The officers assigned to the first group, the Mentally Dull and the Physically Lazy, were obviously not candidates for the general staff. But there are in any organization repetitive tasks to be performed to which members of this subdivision could be assigned.

The single most dangerous category in the military, or any other major organization, is the Mentally Dull and the Physically Energetic. He is both feckless and tireless. Having fouled up three assignments long before noon, he is cheerfully seeking new challenges to fail. This type who requires constant and vigilant adult supervision is not really a possibility for retention, let alone promotion.

The Mentally Bright and the Physically Energetic would not, under the von Moltke test, qualify to become a commanding officer. Instead, they were picked to become the staff officers who, while capable of seeing the sixth side of a four-sided problem, were, with their total attention to detail, compulsive micro-managers.

That left for candidates for eventual elevation to the general staff and positions of ultimate command the Mentally Bright and the Physically Lazy. These are the individuals who are so bright that they understand the problems and see what must be done, but lazy enough to figure out the easiest, least complicated way to do it. He is capable of successfully delegating.

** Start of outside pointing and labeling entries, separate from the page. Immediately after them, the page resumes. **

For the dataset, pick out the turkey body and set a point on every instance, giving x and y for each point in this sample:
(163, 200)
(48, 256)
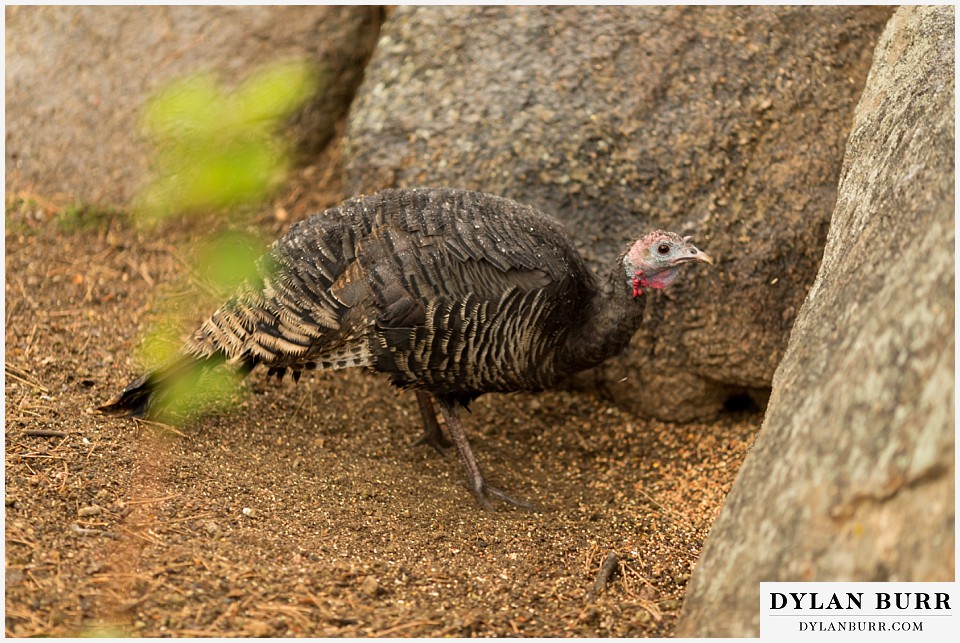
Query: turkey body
(455, 292)
(450, 292)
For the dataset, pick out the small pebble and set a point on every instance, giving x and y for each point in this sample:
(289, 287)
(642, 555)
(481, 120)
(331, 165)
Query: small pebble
(370, 586)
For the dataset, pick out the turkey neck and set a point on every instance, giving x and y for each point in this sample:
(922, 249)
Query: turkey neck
(608, 321)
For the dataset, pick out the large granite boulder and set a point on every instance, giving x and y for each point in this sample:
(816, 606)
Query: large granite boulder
(852, 475)
(725, 123)
(76, 78)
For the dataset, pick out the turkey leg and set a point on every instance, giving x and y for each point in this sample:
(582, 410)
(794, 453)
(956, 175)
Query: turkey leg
(478, 485)
(432, 434)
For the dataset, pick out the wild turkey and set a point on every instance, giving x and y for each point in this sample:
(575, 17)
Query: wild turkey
(449, 292)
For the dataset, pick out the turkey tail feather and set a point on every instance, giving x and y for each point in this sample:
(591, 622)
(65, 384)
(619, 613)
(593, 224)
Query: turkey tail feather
(143, 397)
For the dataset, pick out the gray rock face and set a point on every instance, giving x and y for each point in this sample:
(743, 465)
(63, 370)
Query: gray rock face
(852, 474)
(76, 78)
(727, 124)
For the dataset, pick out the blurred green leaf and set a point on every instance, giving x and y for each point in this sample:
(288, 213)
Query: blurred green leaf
(229, 259)
(218, 149)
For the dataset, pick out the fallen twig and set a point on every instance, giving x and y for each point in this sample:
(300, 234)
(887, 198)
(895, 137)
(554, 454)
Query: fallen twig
(45, 433)
(610, 565)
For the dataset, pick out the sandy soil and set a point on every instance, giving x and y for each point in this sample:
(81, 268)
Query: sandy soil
(302, 511)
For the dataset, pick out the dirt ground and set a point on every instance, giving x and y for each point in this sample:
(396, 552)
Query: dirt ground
(302, 511)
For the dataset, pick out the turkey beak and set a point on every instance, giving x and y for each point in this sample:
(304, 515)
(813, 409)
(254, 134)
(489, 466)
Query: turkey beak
(700, 255)
(696, 254)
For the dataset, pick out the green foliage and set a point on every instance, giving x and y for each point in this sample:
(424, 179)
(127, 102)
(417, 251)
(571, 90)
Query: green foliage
(217, 149)
(214, 149)
(83, 217)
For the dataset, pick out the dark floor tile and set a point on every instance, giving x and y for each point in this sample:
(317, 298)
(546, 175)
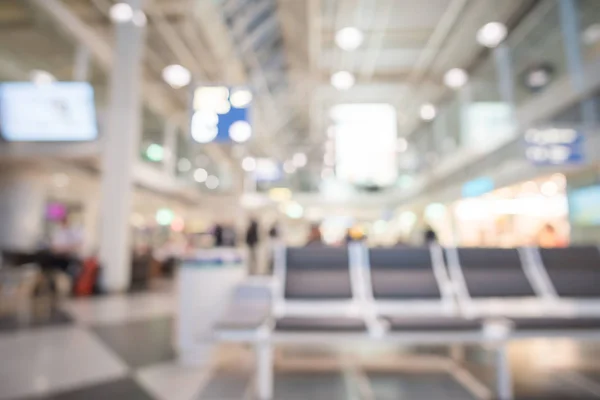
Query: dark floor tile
(548, 386)
(403, 386)
(140, 343)
(226, 385)
(303, 386)
(122, 389)
(38, 318)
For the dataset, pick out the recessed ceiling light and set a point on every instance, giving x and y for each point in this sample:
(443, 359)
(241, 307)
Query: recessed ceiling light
(492, 34)
(349, 38)
(155, 152)
(212, 182)
(327, 173)
(401, 145)
(289, 167)
(121, 13)
(184, 165)
(40, 77)
(342, 80)
(200, 175)
(177, 76)
(249, 164)
(428, 112)
(456, 78)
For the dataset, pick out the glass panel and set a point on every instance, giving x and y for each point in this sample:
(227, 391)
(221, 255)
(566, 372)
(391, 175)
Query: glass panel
(151, 145)
(484, 82)
(538, 55)
(454, 121)
(589, 11)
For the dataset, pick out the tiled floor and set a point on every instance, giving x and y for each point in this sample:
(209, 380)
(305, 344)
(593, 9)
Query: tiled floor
(122, 348)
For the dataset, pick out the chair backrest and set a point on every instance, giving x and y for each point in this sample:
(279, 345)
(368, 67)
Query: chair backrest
(493, 272)
(573, 271)
(317, 273)
(403, 274)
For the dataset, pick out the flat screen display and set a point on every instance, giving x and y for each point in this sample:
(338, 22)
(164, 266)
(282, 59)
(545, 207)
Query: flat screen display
(365, 143)
(56, 112)
(584, 206)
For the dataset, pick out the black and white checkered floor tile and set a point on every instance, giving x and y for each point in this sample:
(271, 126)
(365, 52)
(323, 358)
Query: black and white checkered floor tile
(122, 348)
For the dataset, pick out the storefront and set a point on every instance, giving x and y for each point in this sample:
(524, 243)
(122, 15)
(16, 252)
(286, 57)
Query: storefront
(534, 212)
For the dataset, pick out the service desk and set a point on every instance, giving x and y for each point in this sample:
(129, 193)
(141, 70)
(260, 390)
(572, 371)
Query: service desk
(206, 282)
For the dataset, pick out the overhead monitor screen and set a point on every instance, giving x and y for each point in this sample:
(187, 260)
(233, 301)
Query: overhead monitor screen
(365, 143)
(56, 112)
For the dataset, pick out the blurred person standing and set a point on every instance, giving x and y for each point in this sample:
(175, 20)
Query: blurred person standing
(430, 237)
(274, 234)
(218, 235)
(548, 237)
(63, 255)
(314, 236)
(252, 240)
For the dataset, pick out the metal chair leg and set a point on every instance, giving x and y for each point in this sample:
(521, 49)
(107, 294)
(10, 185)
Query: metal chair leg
(504, 386)
(264, 370)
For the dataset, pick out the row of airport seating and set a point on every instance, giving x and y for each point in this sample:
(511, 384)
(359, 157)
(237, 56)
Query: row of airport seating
(418, 296)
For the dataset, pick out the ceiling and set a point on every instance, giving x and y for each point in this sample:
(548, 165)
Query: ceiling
(284, 49)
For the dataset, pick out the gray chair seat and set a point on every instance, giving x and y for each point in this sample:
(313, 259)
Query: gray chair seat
(433, 324)
(319, 324)
(491, 272)
(574, 271)
(556, 323)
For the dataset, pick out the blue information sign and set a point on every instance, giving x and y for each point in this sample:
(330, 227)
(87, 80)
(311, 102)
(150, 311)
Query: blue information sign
(221, 114)
(555, 146)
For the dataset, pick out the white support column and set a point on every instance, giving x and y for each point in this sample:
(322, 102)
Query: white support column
(264, 370)
(81, 69)
(170, 147)
(571, 32)
(504, 387)
(22, 207)
(121, 141)
(505, 74)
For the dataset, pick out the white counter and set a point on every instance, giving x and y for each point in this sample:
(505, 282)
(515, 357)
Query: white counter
(206, 283)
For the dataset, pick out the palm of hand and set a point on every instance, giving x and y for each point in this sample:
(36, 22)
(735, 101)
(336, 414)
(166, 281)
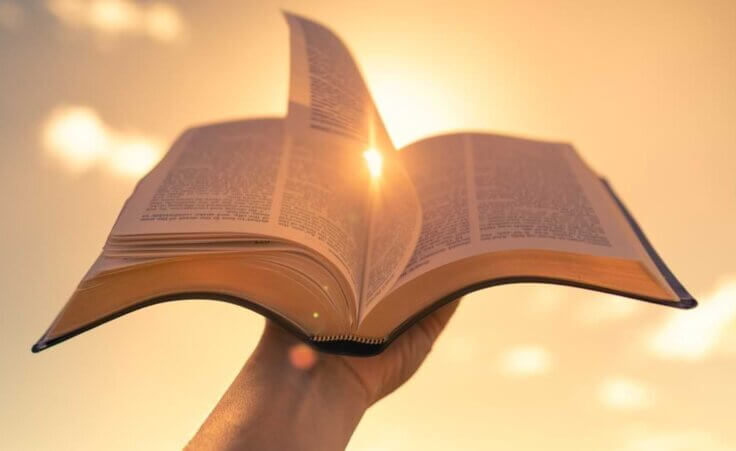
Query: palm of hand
(382, 374)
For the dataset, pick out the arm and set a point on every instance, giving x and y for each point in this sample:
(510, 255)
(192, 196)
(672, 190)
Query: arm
(287, 396)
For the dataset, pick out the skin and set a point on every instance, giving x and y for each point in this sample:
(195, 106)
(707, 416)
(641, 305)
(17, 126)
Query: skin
(313, 402)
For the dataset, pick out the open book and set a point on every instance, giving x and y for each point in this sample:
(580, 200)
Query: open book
(319, 223)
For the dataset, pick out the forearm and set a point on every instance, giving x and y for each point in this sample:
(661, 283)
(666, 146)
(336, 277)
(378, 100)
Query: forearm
(273, 405)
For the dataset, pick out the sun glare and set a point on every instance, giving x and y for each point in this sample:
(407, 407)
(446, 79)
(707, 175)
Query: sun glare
(374, 160)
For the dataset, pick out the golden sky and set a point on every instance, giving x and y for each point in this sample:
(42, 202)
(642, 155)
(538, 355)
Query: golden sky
(92, 92)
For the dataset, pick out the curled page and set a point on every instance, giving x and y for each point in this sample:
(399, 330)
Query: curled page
(331, 111)
(327, 94)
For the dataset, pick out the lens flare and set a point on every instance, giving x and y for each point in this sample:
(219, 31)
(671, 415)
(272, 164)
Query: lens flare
(374, 160)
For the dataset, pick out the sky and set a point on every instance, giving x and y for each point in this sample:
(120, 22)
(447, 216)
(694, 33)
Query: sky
(93, 91)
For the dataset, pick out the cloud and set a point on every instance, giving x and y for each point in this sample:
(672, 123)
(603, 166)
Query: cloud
(624, 394)
(695, 334)
(77, 136)
(11, 15)
(159, 21)
(525, 360)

So how do our presidents rate under von Moltke? Military scholar Dennis Showalter, a professor of history at Colorado College, once told me he thought Dwight Eisenhower the ideal: “George Patton thought he was a better general than Ike. Montgomery knew he was a better general than Ike. Omar Bradley thought he was a better general than Ike. But Ike alone was able to manage and to command all of them — along with the Navy and the Air Force and the allies.”

Lou Cannon, the respected biographer of Ronald Reagan, who covered the Gipper from Sacramento through two White House terms, made the strong case that Reagan was in fact bright, but that, like many other septuagenarians, he was not curious. Jimmy Carter, with his Annapolis training and his managing the schedule on the White House tennis courts, was the quintessential Bright and too Energetic.

And President Barack Obama? Let us stipulate that he is Mentally Bright, but if he is Physically Lazy, he has yet to figure out the easiest, least complicated way to get it done under the von Moltke grid.